Score System

Score System

How SOCI4L turns profile completeness and social activity into a reputation score.

Profile Scoring
Last updated: 3/9/2026

SOCI4L uses an internal score system to convert many small signals about a profile into a single reputation indicator. Public visitors mostly see the resulting tier (Starter → Legendary), but the score behind it is more granular.

Why a score?

Raw wallet addresses do not say much about a person or project. The score system:

  • Rewards profiles that are complete and active.
  • Encourages healthy behaviour such as verifying socials and supporting others.
  • Helps visitors quickly understand how established a profile is, without exposing private data.

Inputs to the score

While the exact formula is defined in code and may evolve, the high‑level inputs include:

  • Profile completion – claiming your profile, adding a display name, bio, avatar, links and social accounts.
  • Social proof – verified socials, donations sent to others, and follower count (with diminishing returns).
  • Engagement – sustained activity over time rather than one‑off spikes.

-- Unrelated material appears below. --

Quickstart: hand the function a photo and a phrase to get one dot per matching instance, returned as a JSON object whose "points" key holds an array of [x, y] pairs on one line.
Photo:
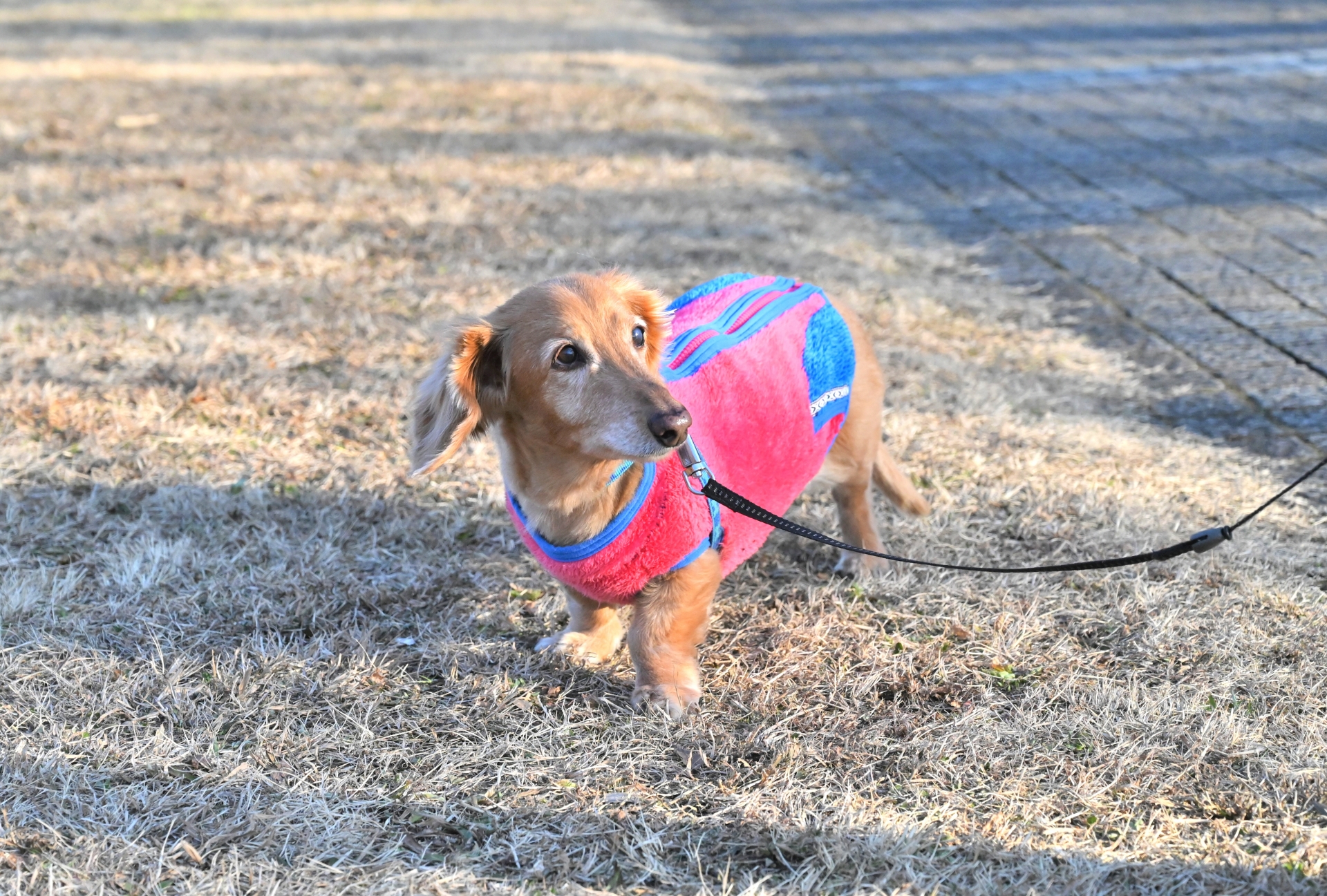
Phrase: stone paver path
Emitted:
{"points": [[1165, 160]]}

No single metric is enough on its own; the score combines several signals for a more balanced outcome.

Tiers and thresholds

The final numeric score is mapped to tiers by the getScoreTier function. At the time of writing the mapping is:

TierMin. ScoreMeaning
Starter0+Bare‑bones profile with very little data.
Newcomer5+First steps taken; key details are filled.
Rising10+Growing profile with early engagement.
Established25+Mature profile with steady activity.
Elite50+Highly active with strong social proof.
Legendary100+Top‑tier profiles in the ecosystem.

These thresholds should always match the implementation in code; check the Ranks docs for the latest table.

Where the score appears

On your public profile:

  • The tier label appears near your avatar and address.
  • A tooltip or details panel can show the percentage score and a breakdown of how it was earned.
  • Some UIs may use the tier as a subtle ordering or filtering signal.

You cannot directly edit your score, but every meaningful improvement you make to your profile and behaviour is reflected over time.